In affirming the circuit court, the majority finds that the McCoy video fails to provide material evidence sufficient to support Thacker's self-defense claim because it is a “limited snapshot” prior to the police officers' entry. The majority states that the McCoy video “does not include what transpired or was announced” prior to the beginning of the video. The question whether the McCoy video is material, however, is not answered by asserting that it is a “limited snapshot.” The McCoy video directly rebuts the State's assertion that the occupants of the residence were verbally informed that it was the police who were trying to enter. Clearly, the McCoy video is material in that it would support Thacker's self-defense claim. Thus, a hearing should have been held on Thacker's petition because it cannot be said that Thacker's petition is clearly without merit.

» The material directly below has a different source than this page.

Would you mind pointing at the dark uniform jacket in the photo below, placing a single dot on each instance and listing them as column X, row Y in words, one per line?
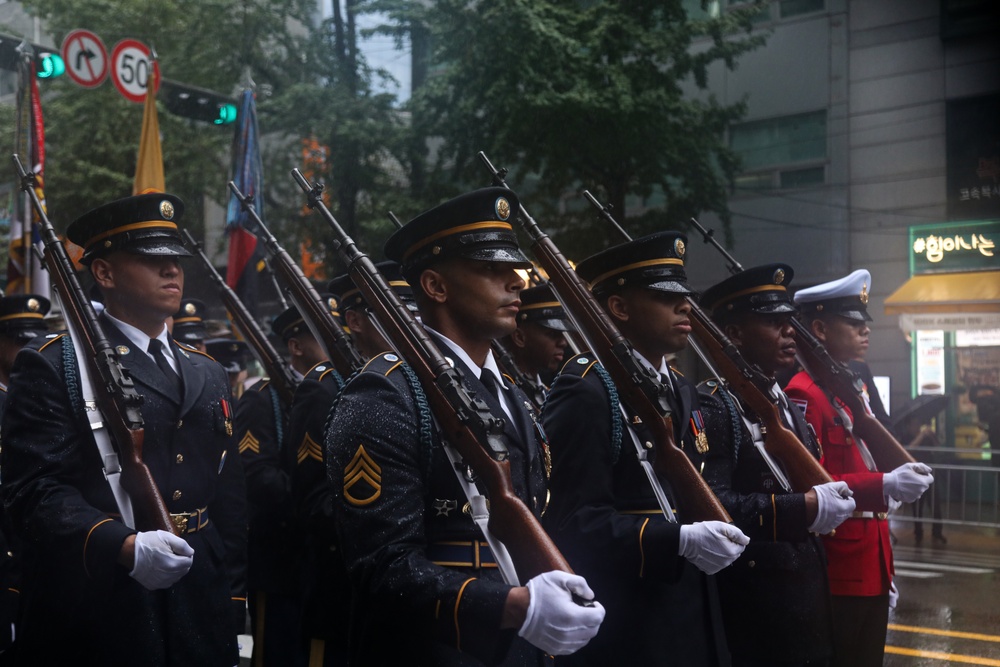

Furthermore, the State admits that the McCoy video was not disclosed to Thacker before he pleaded guilty. Despite the majority's conclusion that it was a “limited snapshot,” the McCoy video would have supported Thacker's claim of self-defense because it shows that the police did not identify themselves when they entered the residence in plainclothes. Given that the McCoy video supported the defense and that Thacker was not afforded an opportunity to present evidence at a hearing, I cannot say that there is no reasonable probability that, had the McCoy video been disclosed to Thacker, he would not have pleaded guilty and would instead have gone to trial.
I respectfully dissent.
Danielson, J., joins in this dissent.